The Department is currently conducting an administrative review of the
antidumping duty order against Trinidad and Tobago covering the period
from October 1, 2003 through September 30, 2004. According to the Department,
Mittal Steel Point Lisas is participating in the review.
The Commerce Department also announced the final results in the "changed
circumstances" review of carbon and certain alloy steel wire rod from
Canada. The Department has found that Mittal Canada Inc. is the successor-in-interest
to Ispat Sidbec for purposes of applying the dumping duty deposit rate
and dumping margin in this antidumping proceeding. Accordingly, Mittal
Canada Inc. will receive Ispat Sidbec's dumping duty deposit rate of 3.86%.
Finally, Commerce announced the final results of its administrative
review of stainless steel wire rod from India.
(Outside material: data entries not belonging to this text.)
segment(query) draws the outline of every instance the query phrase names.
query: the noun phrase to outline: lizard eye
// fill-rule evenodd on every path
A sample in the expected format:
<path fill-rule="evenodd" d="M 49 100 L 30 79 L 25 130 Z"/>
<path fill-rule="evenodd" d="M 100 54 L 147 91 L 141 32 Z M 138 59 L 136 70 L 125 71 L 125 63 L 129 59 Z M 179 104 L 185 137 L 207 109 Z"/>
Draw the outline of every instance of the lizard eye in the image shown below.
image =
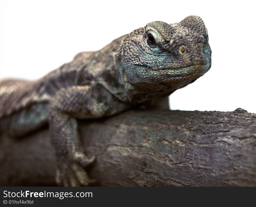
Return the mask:
<path fill-rule="evenodd" d="M 147 43 L 151 47 L 155 46 L 157 44 L 157 35 L 152 30 L 150 30 L 147 33 Z"/>

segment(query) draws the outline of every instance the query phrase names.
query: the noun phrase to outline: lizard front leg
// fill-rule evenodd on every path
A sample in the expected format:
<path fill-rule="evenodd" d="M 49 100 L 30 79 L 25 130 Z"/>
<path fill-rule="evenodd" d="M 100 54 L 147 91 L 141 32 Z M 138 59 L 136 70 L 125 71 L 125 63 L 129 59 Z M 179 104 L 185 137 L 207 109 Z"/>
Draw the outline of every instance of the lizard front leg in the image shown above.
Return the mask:
<path fill-rule="evenodd" d="M 58 185 L 86 186 L 91 181 L 84 167 L 95 158 L 89 158 L 83 153 L 76 118 L 99 118 L 119 112 L 118 107 L 114 108 L 113 98 L 98 85 L 63 89 L 53 97 L 49 108 L 49 123 L 57 156 Z"/>

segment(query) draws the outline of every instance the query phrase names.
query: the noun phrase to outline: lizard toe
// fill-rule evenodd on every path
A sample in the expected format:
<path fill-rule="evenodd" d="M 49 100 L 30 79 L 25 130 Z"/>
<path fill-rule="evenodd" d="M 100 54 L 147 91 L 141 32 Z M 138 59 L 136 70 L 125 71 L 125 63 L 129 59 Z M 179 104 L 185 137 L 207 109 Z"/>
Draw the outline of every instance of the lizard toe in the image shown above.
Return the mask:
<path fill-rule="evenodd" d="M 88 186 L 91 182 L 91 180 L 85 170 L 81 166 L 77 163 L 73 165 L 72 169 L 76 175 L 76 178 L 79 183 L 79 185 Z"/>
<path fill-rule="evenodd" d="M 92 164 L 96 160 L 95 156 L 93 156 L 89 158 L 86 157 L 83 153 L 81 152 L 76 152 L 75 158 L 76 161 L 84 167 Z"/>

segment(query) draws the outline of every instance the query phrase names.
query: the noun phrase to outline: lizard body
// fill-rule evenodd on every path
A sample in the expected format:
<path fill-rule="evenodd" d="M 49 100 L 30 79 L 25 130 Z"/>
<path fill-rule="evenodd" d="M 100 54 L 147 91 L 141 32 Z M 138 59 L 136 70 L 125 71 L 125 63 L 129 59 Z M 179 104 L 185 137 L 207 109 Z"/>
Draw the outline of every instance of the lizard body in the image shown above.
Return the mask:
<path fill-rule="evenodd" d="M 84 167 L 95 158 L 87 157 L 81 148 L 77 119 L 160 105 L 210 69 L 208 39 L 198 17 L 170 24 L 153 22 L 98 51 L 79 54 L 38 80 L 3 80 L 0 130 L 18 136 L 48 123 L 57 183 L 88 185 L 91 181 Z"/>

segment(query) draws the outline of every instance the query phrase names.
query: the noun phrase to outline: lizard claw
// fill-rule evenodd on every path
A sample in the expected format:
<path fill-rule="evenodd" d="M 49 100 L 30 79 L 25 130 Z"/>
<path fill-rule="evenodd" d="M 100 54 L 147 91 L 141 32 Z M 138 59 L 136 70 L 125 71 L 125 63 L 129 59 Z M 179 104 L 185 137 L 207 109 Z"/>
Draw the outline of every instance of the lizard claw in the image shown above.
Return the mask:
<path fill-rule="evenodd" d="M 57 185 L 61 186 L 88 186 L 90 183 L 95 183 L 96 181 L 90 178 L 84 168 L 94 162 L 95 157 L 94 156 L 88 159 L 83 153 L 76 152 L 74 158 L 72 163 L 64 162 L 63 160 L 59 163 L 56 177 Z"/>
<path fill-rule="evenodd" d="M 81 152 L 77 152 L 75 153 L 75 160 L 84 167 L 94 163 L 96 160 L 95 156 L 93 156 L 90 159 L 86 157 L 85 155 Z"/>

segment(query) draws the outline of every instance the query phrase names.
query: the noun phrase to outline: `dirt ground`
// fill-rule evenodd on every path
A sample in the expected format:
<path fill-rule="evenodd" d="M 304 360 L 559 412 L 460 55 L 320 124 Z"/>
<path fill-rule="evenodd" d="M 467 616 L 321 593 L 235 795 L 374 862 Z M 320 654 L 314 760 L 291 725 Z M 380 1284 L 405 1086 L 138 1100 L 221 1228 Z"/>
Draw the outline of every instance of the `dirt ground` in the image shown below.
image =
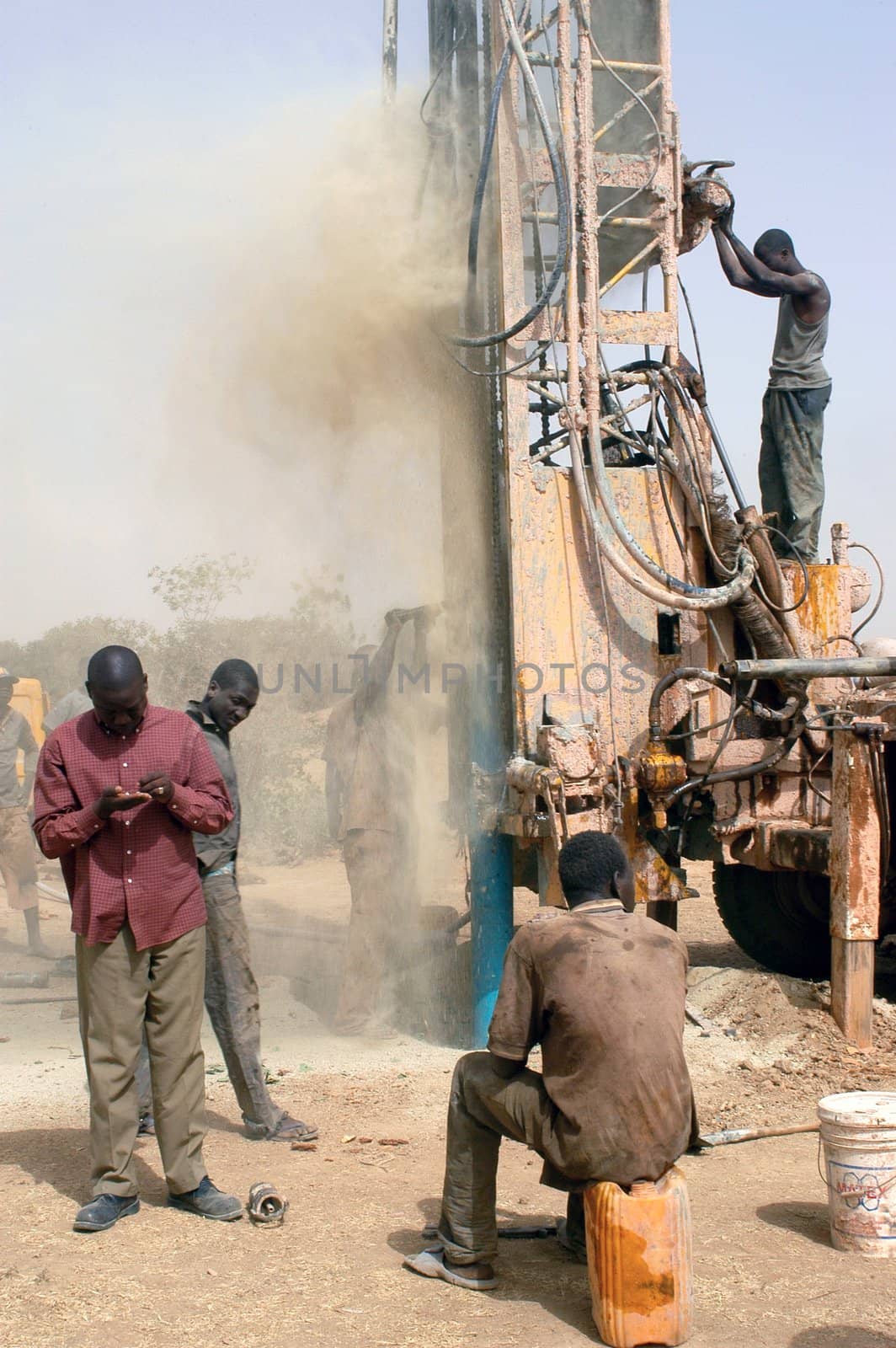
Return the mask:
<path fill-rule="evenodd" d="M 501 1285 L 465 1293 L 402 1270 L 438 1212 L 445 1104 L 458 1050 L 400 1037 L 334 1039 L 318 1011 L 348 917 L 337 859 L 256 868 L 244 888 L 261 975 L 272 1091 L 321 1128 L 317 1151 L 248 1142 L 214 1039 L 206 1035 L 216 1182 L 257 1180 L 290 1198 L 283 1227 L 202 1223 L 164 1206 L 152 1139 L 139 1144 L 143 1208 L 98 1236 L 70 1229 L 85 1200 L 86 1095 L 70 976 L 0 991 L 0 1344 L 8 1348 L 547 1348 L 594 1344 L 585 1270 L 552 1239 L 501 1242 Z M 47 879 L 58 884 L 50 872 Z M 705 1131 L 800 1123 L 837 1089 L 896 1089 L 896 961 L 883 958 L 876 1047 L 852 1053 L 826 1014 L 826 985 L 759 971 L 702 898 L 682 906 L 690 999 L 713 1023 L 686 1047 Z M 263 883 L 259 883 L 263 882 Z M 530 900 L 520 896 L 524 915 Z M 296 919 L 296 911 L 299 918 Z M 49 944 L 70 949 L 67 914 L 46 903 Z M 0 972 L 42 969 L 0 909 Z M 317 972 L 315 972 L 317 971 Z M 306 1000 L 298 1000 L 299 992 Z M 26 1002 L 11 1006 L 11 1002 Z M 311 1004 L 307 1004 L 307 1003 Z M 362 1138 L 372 1140 L 362 1142 Z M 381 1146 L 380 1139 L 403 1139 Z M 686 1157 L 694 1216 L 693 1348 L 896 1348 L 893 1263 L 831 1248 L 812 1135 Z M 538 1224 L 563 1196 L 538 1182 L 523 1147 L 503 1148 L 501 1220 Z"/>

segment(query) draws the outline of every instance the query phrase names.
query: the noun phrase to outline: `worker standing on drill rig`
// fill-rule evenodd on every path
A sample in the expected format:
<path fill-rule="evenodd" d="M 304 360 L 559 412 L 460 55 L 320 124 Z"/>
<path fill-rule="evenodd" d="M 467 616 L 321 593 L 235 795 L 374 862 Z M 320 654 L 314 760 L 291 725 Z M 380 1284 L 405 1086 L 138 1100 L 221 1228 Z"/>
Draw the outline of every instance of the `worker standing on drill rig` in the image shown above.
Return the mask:
<path fill-rule="evenodd" d="M 807 271 L 783 229 L 767 229 L 746 248 L 733 229 L 734 208 L 713 225 L 722 271 L 732 286 L 752 295 L 777 298 L 777 332 L 768 388 L 763 399 L 763 446 L 759 485 L 763 512 L 777 516 L 783 557 L 818 561 L 818 532 L 825 506 L 822 438 L 831 377 L 822 357 L 827 341 L 830 291 Z"/>

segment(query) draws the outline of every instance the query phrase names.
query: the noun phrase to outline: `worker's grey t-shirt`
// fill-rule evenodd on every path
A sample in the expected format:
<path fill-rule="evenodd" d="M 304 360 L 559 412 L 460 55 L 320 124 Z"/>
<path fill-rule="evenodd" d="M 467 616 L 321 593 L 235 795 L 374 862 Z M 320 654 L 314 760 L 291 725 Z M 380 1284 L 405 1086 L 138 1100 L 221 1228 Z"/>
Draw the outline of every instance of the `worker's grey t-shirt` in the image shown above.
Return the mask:
<path fill-rule="evenodd" d="M 22 783 L 16 772 L 19 749 L 24 752 L 24 770 L 38 766 L 38 743 L 22 712 L 8 706 L 0 712 L 0 810 L 22 805 Z"/>
<path fill-rule="evenodd" d="M 697 1139 L 684 1062 L 687 948 L 621 905 L 543 909 L 504 961 L 489 1049 L 542 1045 L 562 1181 L 658 1180 Z"/>
<path fill-rule="evenodd" d="M 821 276 L 817 279 L 821 280 Z M 794 297 L 781 295 L 777 303 L 772 364 L 768 371 L 769 388 L 822 388 L 830 384 L 831 376 L 822 360 L 829 317 L 830 310 L 817 324 L 804 324 L 794 311 Z"/>
<path fill-rule="evenodd" d="M 222 731 L 218 723 L 212 720 L 202 709 L 201 702 L 187 702 L 186 712 L 190 720 L 195 721 L 202 731 L 205 743 L 212 749 L 214 762 L 221 770 L 221 776 L 224 778 L 224 785 L 228 789 L 230 805 L 233 806 L 233 818 L 222 833 L 216 833 L 214 836 L 209 833 L 193 834 L 193 845 L 199 868 L 205 874 L 206 871 L 214 871 L 218 865 L 225 865 L 228 861 L 236 860 L 237 848 L 240 847 L 240 787 L 237 785 L 236 764 L 230 754 L 230 736 L 228 732 Z"/>

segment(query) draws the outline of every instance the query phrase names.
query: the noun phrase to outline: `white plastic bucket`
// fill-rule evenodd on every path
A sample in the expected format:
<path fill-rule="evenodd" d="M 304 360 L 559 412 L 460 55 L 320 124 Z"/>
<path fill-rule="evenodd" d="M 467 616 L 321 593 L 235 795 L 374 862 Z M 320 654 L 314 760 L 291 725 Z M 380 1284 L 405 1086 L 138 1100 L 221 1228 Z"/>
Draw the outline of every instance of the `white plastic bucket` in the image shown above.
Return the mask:
<path fill-rule="evenodd" d="M 835 1250 L 896 1258 L 896 1091 L 818 1101 Z"/>

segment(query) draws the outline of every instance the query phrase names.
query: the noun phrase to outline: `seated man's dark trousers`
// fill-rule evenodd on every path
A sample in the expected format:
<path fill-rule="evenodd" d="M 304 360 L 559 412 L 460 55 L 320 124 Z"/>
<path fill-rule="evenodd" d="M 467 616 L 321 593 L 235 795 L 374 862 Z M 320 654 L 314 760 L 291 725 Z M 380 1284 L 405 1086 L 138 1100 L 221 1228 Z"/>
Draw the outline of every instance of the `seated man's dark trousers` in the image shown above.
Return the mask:
<path fill-rule="evenodd" d="M 523 1068 L 505 1078 L 494 1072 L 489 1053 L 468 1053 L 454 1069 L 449 1100 L 447 1159 L 439 1240 L 455 1264 L 493 1263 L 497 1255 L 494 1215 L 501 1138 L 532 1147 L 562 1177 L 563 1155 L 555 1134 L 556 1107 L 538 1072 Z M 567 1181 L 567 1235 L 585 1242 L 581 1190 Z"/>

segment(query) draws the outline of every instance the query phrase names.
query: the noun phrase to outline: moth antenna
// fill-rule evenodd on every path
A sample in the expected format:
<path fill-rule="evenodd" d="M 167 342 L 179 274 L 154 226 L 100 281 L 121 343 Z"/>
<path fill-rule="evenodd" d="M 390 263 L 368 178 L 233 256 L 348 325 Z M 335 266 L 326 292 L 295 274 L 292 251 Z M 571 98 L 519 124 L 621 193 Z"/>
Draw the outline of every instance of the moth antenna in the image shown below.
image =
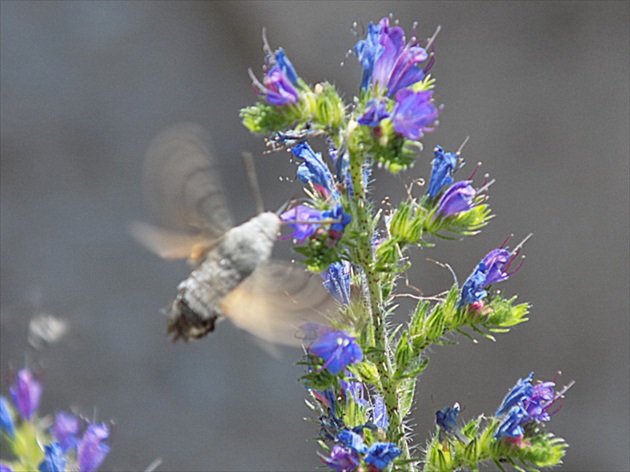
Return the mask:
<path fill-rule="evenodd" d="M 258 214 L 265 211 L 265 204 L 262 200 L 262 194 L 260 193 L 260 185 L 258 184 L 258 177 L 256 176 L 256 166 L 254 164 L 254 156 L 251 152 L 244 152 L 243 165 L 245 166 L 245 172 L 247 172 L 247 178 L 249 179 L 249 186 L 252 189 L 252 194 L 256 200 L 256 210 Z"/>
<path fill-rule="evenodd" d="M 155 472 L 158 467 L 160 467 L 162 465 L 162 458 L 158 457 L 157 459 L 155 459 L 153 462 L 151 462 L 146 469 L 144 469 L 144 472 Z"/>

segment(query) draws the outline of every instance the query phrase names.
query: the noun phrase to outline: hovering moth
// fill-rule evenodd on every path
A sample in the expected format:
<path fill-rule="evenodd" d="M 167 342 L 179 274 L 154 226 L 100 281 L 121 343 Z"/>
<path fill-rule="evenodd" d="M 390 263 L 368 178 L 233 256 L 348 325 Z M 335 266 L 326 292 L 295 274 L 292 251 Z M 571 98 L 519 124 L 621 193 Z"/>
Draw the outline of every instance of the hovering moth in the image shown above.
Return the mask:
<path fill-rule="evenodd" d="M 228 318 L 271 343 L 299 345 L 299 327 L 325 323 L 333 297 L 319 277 L 271 260 L 281 220 L 263 212 L 234 226 L 202 128 L 172 126 L 151 143 L 144 186 L 161 227 L 135 222 L 132 235 L 166 259 L 188 257 L 194 269 L 166 309 L 168 333 L 202 338 Z"/>

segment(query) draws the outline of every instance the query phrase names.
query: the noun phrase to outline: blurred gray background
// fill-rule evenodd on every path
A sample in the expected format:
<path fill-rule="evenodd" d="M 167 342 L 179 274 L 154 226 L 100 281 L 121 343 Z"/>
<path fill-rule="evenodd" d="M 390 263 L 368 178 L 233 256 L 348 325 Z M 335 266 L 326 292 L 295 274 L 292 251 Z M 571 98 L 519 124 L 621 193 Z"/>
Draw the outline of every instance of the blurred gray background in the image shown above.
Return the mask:
<path fill-rule="evenodd" d="M 515 244 L 534 233 L 525 266 L 501 287 L 532 302 L 531 321 L 496 343 L 432 350 L 417 444 L 435 410 L 459 401 L 465 419 L 491 413 L 519 377 L 561 370 L 561 384 L 577 382 L 550 424 L 571 445 L 564 470 L 629 470 L 628 2 L 3 1 L 2 392 L 26 364 L 43 377 L 41 411 L 113 419 L 104 470 L 156 457 L 159 470 L 313 470 L 299 351 L 271 358 L 229 323 L 170 343 L 160 309 L 189 269 L 144 250 L 126 225 L 149 220 L 149 141 L 183 120 L 215 137 L 237 221 L 255 212 L 243 150 L 260 156 L 268 208 L 298 195 L 278 180 L 295 172 L 286 155 L 261 155 L 262 139 L 239 121 L 254 102 L 247 69 L 260 73 L 262 28 L 306 81 L 351 97 L 361 76 L 346 58 L 352 24 L 390 12 L 407 31 L 419 21 L 422 37 L 442 25 L 432 73 L 445 109 L 416 167 L 378 173 L 377 194 L 402 198 L 402 183 L 429 175 L 436 144 L 456 149 L 466 136 L 460 177 L 482 161 L 477 178 L 497 179 L 491 225 L 414 252 L 411 283 L 440 292 L 451 276 L 426 258 L 461 282 L 508 234 Z M 277 252 L 288 257 L 289 245 Z M 70 332 L 37 351 L 26 332 L 41 313 Z"/>

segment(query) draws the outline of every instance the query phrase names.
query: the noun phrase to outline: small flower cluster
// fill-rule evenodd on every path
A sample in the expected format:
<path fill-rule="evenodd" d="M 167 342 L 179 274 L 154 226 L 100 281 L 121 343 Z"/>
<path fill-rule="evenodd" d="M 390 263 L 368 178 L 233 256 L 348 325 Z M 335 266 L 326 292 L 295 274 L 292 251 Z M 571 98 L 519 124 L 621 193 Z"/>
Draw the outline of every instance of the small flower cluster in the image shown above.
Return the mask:
<path fill-rule="evenodd" d="M 241 111 L 250 131 L 268 135 L 271 147 L 288 149 L 298 163 L 306 198 L 280 215 L 291 228 L 281 239 L 295 242 L 302 262 L 323 275 L 324 287 L 339 302 L 328 326 L 307 329 L 301 362 L 326 451 L 322 461 L 337 471 L 410 470 L 421 462 L 427 464 L 425 470 L 476 470 L 476 464 L 497 457 L 554 465 L 566 447 L 542 434 L 536 448 L 526 441 L 519 443 L 520 452 L 503 447 L 504 437 L 512 438 L 513 446 L 513 438 L 527 438 L 532 424 L 551 415 L 557 395 L 544 383 L 532 387 L 531 394 L 515 393 L 518 401 L 510 401 L 510 408 L 484 431 L 480 420 L 460 431 L 457 405 L 438 412 L 439 434 L 425 458 L 412 455 L 405 421 L 417 378 L 429 362 L 428 349 L 447 344 L 445 337 L 453 333 L 472 338 L 467 331 L 473 331 L 494 339 L 493 333 L 526 321 L 529 310 L 527 303 L 515 303 L 516 297 L 491 290 L 520 268 L 513 266 L 523 243 L 510 251 L 506 240 L 461 287 L 455 282 L 443 298 L 419 297 L 406 326 L 393 327 L 389 318 L 397 306 L 397 281 L 411 265 L 407 250 L 432 246 L 428 237 L 476 235 L 492 218 L 487 191 L 494 181 L 475 185 L 474 172 L 455 180 L 464 165 L 461 148 L 435 148 L 421 197 L 416 199 L 409 187 L 407 200 L 397 206 L 379 208 L 370 198 L 374 166 L 390 173 L 410 168 L 422 150 L 420 140 L 438 124 L 441 107 L 429 75 L 434 39 L 420 45 L 414 33 L 407 40 L 390 18 L 370 23 L 353 49 L 362 77 L 359 96 L 348 105 L 333 85 L 308 85 L 284 50 L 273 52 L 265 39 L 262 81 L 250 72 L 258 102 Z M 326 143 L 328 158 L 311 147 L 314 138 Z M 471 451 L 481 450 L 472 442 L 492 443 L 494 455 L 471 457 Z M 460 446 L 470 450 L 468 456 Z M 541 459 L 543 453 L 549 453 L 548 459 Z M 450 468 L 433 467 L 436 463 Z"/>
<path fill-rule="evenodd" d="M 2 472 L 94 472 L 100 467 L 110 450 L 105 423 L 84 422 L 75 415 L 59 412 L 48 427 L 49 421 L 36 415 L 41 383 L 27 369 L 17 373 L 9 392 L 13 406 L 0 396 L 0 432 L 14 459 L 2 459 Z M 81 434 L 83 423 L 86 424 Z"/>
<path fill-rule="evenodd" d="M 567 445 L 546 433 L 544 423 L 560 410 L 555 405 L 573 382 L 555 392 L 555 381 L 532 385 L 533 376 L 532 372 L 518 380 L 484 429 L 480 428 L 485 422 L 483 416 L 460 429 L 458 404 L 437 411 L 439 434 L 429 448 L 427 469 L 455 470 L 472 467 L 482 460 L 498 463 L 511 462 L 514 458 L 535 467 L 557 463 Z M 534 444 L 536 447 L 532 447 Z"/>

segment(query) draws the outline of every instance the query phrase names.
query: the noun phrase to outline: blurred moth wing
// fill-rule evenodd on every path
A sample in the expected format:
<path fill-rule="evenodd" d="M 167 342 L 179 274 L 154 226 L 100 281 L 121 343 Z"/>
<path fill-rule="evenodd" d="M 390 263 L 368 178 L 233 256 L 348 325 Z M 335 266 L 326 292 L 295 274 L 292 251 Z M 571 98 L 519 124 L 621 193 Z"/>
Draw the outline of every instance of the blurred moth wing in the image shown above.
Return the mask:
<path fill-rule="evenodd" d="M 324 322 L 334 299 L 321 279 L 291 264 L 270 262 L 281 221 L 263 212 L 232 227 L 209 138 L 195 124 L 155 138 L 144 162 L 147 198 L 162 227 L 135 222 L 131 234 L 167 259 L 196 265 L 169 308 L 173 340 L 201 338 L 221 317 L 268 342 L 299 345 L 298 326 Z"/>
<path fill-rule="evenodd" d="M 321 278 L 300 266 L 272 261 L 230 292 L 221 308 L 236 326 L 263 341 L 299 346 L 304 326 L 326 324 L 336 302 Z"/>

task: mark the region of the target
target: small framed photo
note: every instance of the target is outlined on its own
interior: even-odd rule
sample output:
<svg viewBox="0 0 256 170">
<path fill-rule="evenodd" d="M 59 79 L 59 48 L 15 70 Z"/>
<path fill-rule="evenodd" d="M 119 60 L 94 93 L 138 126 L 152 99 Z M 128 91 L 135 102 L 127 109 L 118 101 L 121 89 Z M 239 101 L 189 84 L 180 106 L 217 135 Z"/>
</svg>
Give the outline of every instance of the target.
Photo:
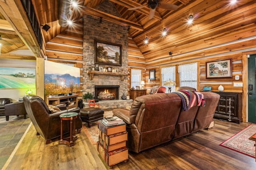
<svg viewBox="0 0 256 170">
<path fill-rule="evenodd" d="M 112 72 L 112 68 L 111 67 L 107 67 L 108 72 Z"/>
<path fill-rule="evenodd" d="M 206 78 L 232 78 L 232 59 L 208 61 L 205 64 Z"/>
<path fill-rule="evenodd" d="M 149 70 L 149 79 L 152 80 L 156 80 L 155 70 Z"/>
</svg>

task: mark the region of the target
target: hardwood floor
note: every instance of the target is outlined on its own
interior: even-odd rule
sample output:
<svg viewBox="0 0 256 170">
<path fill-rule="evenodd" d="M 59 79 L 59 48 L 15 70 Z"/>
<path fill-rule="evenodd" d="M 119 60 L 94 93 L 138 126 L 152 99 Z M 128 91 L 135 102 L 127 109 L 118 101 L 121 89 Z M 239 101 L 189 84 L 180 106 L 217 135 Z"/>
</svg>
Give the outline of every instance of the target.
<svg viewBox="0 0 256 170">
<path fill-rule="evenodd" d="M 141 153 L 129 152 L 127 162 L 116 165 L 112 169 L 255 169 L 254 158 L 219 146 L 250 124 L 214 120 L 214 127 L 209 130 Z M 6 169 L 108 169 L 99 156 L 96 145 L 92 145 L 81 131 L 73 147 L 58 145 L 58 141 L 46 145 L 32 126 Z"/>
</svg>

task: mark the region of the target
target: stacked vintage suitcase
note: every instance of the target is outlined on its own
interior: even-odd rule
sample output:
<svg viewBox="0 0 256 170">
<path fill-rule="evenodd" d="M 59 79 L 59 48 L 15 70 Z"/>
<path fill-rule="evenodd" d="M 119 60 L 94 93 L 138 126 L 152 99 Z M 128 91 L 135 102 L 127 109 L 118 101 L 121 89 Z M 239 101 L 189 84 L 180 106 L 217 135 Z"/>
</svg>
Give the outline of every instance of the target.
<svg viewBox="0 0 256 170">
<path fill-rule="evenodd" d="M 128 139 L 125 123 L 107 126 L 98 122 L 100 130 L 97 150 L 110 168 L 118 163 L 126 162 L 128 159 L 128 149 L 126 147 Z"/>
</svg>

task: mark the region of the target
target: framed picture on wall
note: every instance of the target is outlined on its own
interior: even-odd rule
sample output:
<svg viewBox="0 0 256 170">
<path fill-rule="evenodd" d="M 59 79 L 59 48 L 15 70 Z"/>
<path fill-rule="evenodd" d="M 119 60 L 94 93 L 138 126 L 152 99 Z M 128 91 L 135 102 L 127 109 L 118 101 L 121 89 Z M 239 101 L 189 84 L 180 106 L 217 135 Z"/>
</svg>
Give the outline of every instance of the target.
<svg viewBox="0 0 256 170">
<path fill-rule="evenodd" d="M 95 40 L 95 63 L 122 66 L 122 45 Z"/>
<path fill-rule="evenodd" d="M 156 70 L 149 70 L 149 79 L 150 80 L 156 80 Z"/>
<path fill-rule="evenodd" d="M 232 78 L 232 59 L 206 62 L 206 78 Z"/>
</svg>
The review covered three
Indian manufacturers/exporters - Chandan Steel Ltd., Isibars Ltd., and
the Viraj Group Ltd. - during the period from December 1, 2002 through
November 30, 2003.
The Commerce Department has calculated the following weighted-average
dumping margins: a) Chandan Steel Ltd - 2.10%; b) Isibars Ltd. (including
its affiliated companies Zenstar Impex and Shaktiman Steel Casting Pvt.
Ltd.) - 27.20%; and c) the Viraj Group Ltd (including its affiliated companies
Viraj Alloys Ltd. And VSL Wires Ltd.) - 0.00%.
In addition, Commerce has decided to revoke the antidumping order with
respect to stainless steel wire rod produced and exported by Viraj. The
basis for this decision is that Viraj was found not to be dumping in three
consecutive administrative reviews and that the merchandise under review
was sold in "commercial quantities" in all three review periods.
Accordingly, effective July 13, 2005, the dumping duty deposit rates
for these companies will be the margins found in the review. The previous
dumping duty deposit rates were 0.00% for Viraj and 48.80% for Chandan
and Isibars.
. Trade Promotion Authority Renewed for Two Years
The President's authority to negotiate trade agreements that Congress can
approve or reject but not amend was renewed for another two years on July
1st. The 2002 law granting Trade Promotion Authority (TPA) provided that
it would automatically be extended until July 1, 2007, unless either the
House or Senate passed a resolution of disapproval by July 1, 2005, which
did not happen. A brand new TPA bill will have to be written and approved
by 2007.
ENVIRONMENTAL
. Hexavalent Chrome Rule Could Cost Billions
An Occupational Safety and Health Administration (OSHA) proposal to lower
the Permissible Exposure Limit (PEL) for worker exposure to hexavalent
chromium would cost manufacturers nearly $2.9 billion per year in compliance
costs, according to an economist who testified on behalf of industry groups
at a Government Reform Committee subcommittee hearing.
This OSHA rule would lower the allowable 8-hour exposure for hexavalent
chromium - a known carcinogen - from 52 micrograms per cubic meter of
air to 1 microgram, a change that according to industry officials is far
too drastic.
Economist Stuart Sessions told the Regulatory Affairs Subcommittee that
the rule would impose the largest costs on aerospace manufacturing, metal
finishing and steel industries.
Industry's estimate of $2.9 billion per year is well above Office of
Management and Budget (OMB) estimates of between $223 million and $1 billion
per year, as noted by subcommittee Chairwoman Candice Miller (R-MI). Sessions
said the discrepancy is the result of strong disagreements about technology
and unit costs.
Citing the high costs associated with containing the carcinogen, ranking
member Stephen Lynch (D-MA) asked Sessions whether a tax credit for ventilation
equipment would help industry comply. Sessions said that would be very
helpful for most of the industries affected by the chemical.